Calquence (acalabrutinib) is a next-generation, selective inhibitor of BTK. Calquence binds covalently to BTK, thereby inhibiting its activity.7,8 In B-cells, BTK signalling results in activation of pathways necessary for B-cell proliferation, trafficking, chemotaxis, and adhesion.7

Calquence is approved for the treatment of CLL and small lymphocytic lymphoma in the US and is approved for CLL in the EU and several other countries worldwide. Calquence is also approved for the treatment of adult patients with mantle cell lymphoma (MCL) who have received at least one prior therapy in the US and several other countries.

As part of an extensive clinical development programme, AstraZeneca and Acerta Pharma are currently evaluating Calquence in more than 20 company-sponsored clinical trials. Calquence is being developed for the treatment of multiple B-cell blood cancers including CLL, MCL, diffuse large B-cell lymphoma, Waldenström’s macroglobulinaemia, follicular lymphoma, and other haematologic malignancies.

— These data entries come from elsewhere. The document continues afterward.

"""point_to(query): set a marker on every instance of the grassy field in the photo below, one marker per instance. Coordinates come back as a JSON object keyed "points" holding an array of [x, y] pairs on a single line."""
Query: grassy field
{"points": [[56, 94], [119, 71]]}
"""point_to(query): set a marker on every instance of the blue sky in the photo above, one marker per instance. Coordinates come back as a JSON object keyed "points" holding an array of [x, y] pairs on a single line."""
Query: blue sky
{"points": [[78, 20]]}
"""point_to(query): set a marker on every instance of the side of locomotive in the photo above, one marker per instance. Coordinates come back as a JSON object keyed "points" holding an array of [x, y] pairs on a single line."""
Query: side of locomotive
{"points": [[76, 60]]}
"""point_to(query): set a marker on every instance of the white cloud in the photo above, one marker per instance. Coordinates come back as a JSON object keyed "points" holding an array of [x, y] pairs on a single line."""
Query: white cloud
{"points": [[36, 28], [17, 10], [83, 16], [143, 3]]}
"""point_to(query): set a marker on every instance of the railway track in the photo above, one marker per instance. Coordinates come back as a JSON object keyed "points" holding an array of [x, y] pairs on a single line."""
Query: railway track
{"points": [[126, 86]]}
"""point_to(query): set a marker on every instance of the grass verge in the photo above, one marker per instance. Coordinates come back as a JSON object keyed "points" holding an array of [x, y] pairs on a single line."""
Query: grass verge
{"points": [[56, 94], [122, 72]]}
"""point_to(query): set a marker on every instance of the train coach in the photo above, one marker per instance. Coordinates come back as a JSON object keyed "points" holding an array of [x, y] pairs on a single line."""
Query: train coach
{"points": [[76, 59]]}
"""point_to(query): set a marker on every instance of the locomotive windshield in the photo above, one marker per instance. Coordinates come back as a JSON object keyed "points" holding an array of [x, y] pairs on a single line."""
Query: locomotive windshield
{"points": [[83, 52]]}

AstraZeneca in haematology

Leveraging its strength in oncology, AstraZeneca has established haematology as one of four key oncology disease areas of focus. The Company’s haematology franchise includes two medicines approved by the US Food and Drug Administration and a robust global development programme for a broad portfolio of potential blood cancer treatments. Acerta Pharma serves as AstraZeneca’s haematology research and development arm. AstraZeneca partners with like-minded science-led companies to advance the discovery and development of therapies to address unmet need.

AstraZeneca in oncology

AstraZeneca has a deep-rooted heritage in oncology and offers a quickly growing portfolio of new medicines that has the potential to transform patients’ lives and the Company’s future. With seven new medicines launched between 2014 and 2020, and a broad pipeline of small molecules and biologics in development, the Company is committed to advance oncology as a key growth driver for AstraZeneca focused on lung, ovarian, breast and blood cancers.

By harnessing the power of six scientific platforms – Immuno-Oncology, Tumour Drivers and Resistance, DNA Damage Response, Antibody Drug Conjugates, Epigenetics, and Cell Therapies – and by championing the development of personalised combinations, AstraZeneca has the vision to redefine cancer treatment and one day eliminate cancer as a cause of death.